Orthographe :
paillettes du mot ou grain des choses ?

< dimanche 14 décembre 2025 >
Chronique

Il est des dérapages orthographiques qui, loin de trahir seulement distraction ou ignorance, en disent beaucoup plus long sur les dérives et les incompréhensions de notre société d’aujourd’hui…

Témoin celui que, par le plus grand des hasards, nous avons relevé sur la Toile, dimanche dernier aux aurores.

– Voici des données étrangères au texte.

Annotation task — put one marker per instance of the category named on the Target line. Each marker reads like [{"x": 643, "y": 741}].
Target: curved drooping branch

À la suite du sacre de Miss Tahiti, une journaliste du HuffPost y laissait entendre ce que chacun peut du reste imaginer sans peine, à savoir que, derrière les sourires convenus et l’unanimité de façade, les reines de beauté se livrent souvent une guerre sans merci, et que cette année n’avait pas fait exception à la règle : « Les trente candidates de la nouvelle promotion, se demandait-elle, seraient-elles moins polissées que les précédentes ? »

Reconnaissons que la faute, sans doute dénoncée par un lecteur plus courageux que nous, a promptement disparu des radars, faisant place à un « policées » de meilleure facture. De toute façon, il s’agit moins ici de blâmer que d’expliquer.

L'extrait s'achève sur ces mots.